The Enquirer understands that McLaren will shortly sign deals for the £200m+ Cardiff Arena scheme and the £120m refit of of London’s landmark Barkers of Kensington department store.
The wins keep the contractor on course to top the £1bn revenue mark after posting a positive set of results for the year ending 31 July 2024 showing turnover of £924m from £964m last time as pre-tax profits almost doubled to £11.9m from £6.3m.
McLaren set-up a new construction management division last year and the unit’s first major contract win is also understood to be imminent.
McLaren Construction’s chairman, Kevin Taylor, said: “A stable year, full of successes for our customers and teams, has given us the foundations for further growth and diversification from the second half of 2024.
“New divisions offer new construction management capability and bring all the benefits of McLaren’s skills and track record to projects in Yorkshire and the Northeast.
“2025 will be the year we exceed turnover of £1 billion and that is a major achievement for a privately owned contractor. My colleagues should be very proud of what they have achieved together.”
A growing proportion of the firm’s work comes from public sector customers while the business remains active in a broad range of sectors – offices, mixed-use, residential, retail, student accommodation, education, healthcare, building safety, industrial and logistics, data centres, hotels and leisure.
Of the firm’s turnover in the financial year, 74% was repeat business from developers such as, British Land, Landsec, Stoford, GLP, Be First, DFE, Argent Miller Developments, and the Cadogan Estate.
Group chief executive officer Paul Heather said: “The systems are in place to channel the firm’s considerable in-house expertise into every project and to monitor performance in real time, whether that’s environmental impact or quality control. The results are seen in the successful delivery of an increasing number of projects worth over £150m.”
McLaren said it has invested heavily in capability to deliver remediation and new high rise residential development in line with the requirements of the Building Safety Act.

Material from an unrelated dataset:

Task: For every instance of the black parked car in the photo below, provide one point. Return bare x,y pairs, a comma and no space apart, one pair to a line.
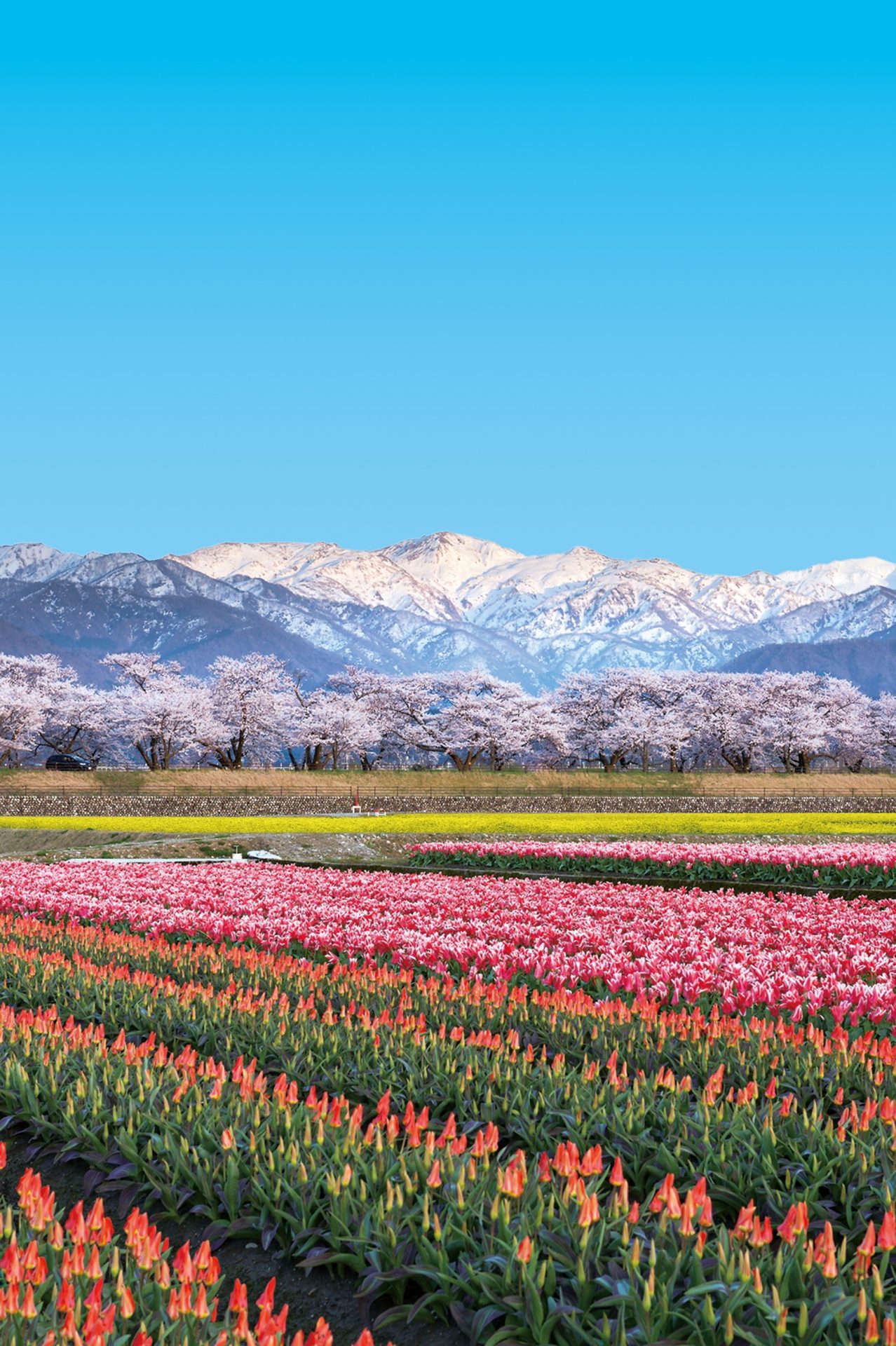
66,762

But the firm is seeing the same problems as others in the market as delays getting Building Safety Regulator approval hamper projects.
Heather said: “The impact of the approvals process for Gateways 2 and 3 is delays of 6 -12 months on new builds. These delays are creating significant cost impacts, causing investors to hold back finance and, in some cases, are making projects unviable.
“One way to maintain viability on larger schemes with multimillion pound investment could be to introduce a building safety pre application procedure akin to the pre application process in the planning system. These pre-apps would be funded by the developers, helping the Building Safety Regulator to resource the process.
“A pre application consultation process would allow the project team to resolve any project-specific regulatory interpretation, progress design to RIBA stage four and apply with confidence. It would de-risk the application process, maintain the flow of finance to the sector and aid in delivering targets set by government for accelerating development.
“There is no question of watering down the new standards. Developers and their professional teams have the capability to design and develop buildings in full compliance with the enhanced regulatory framework.”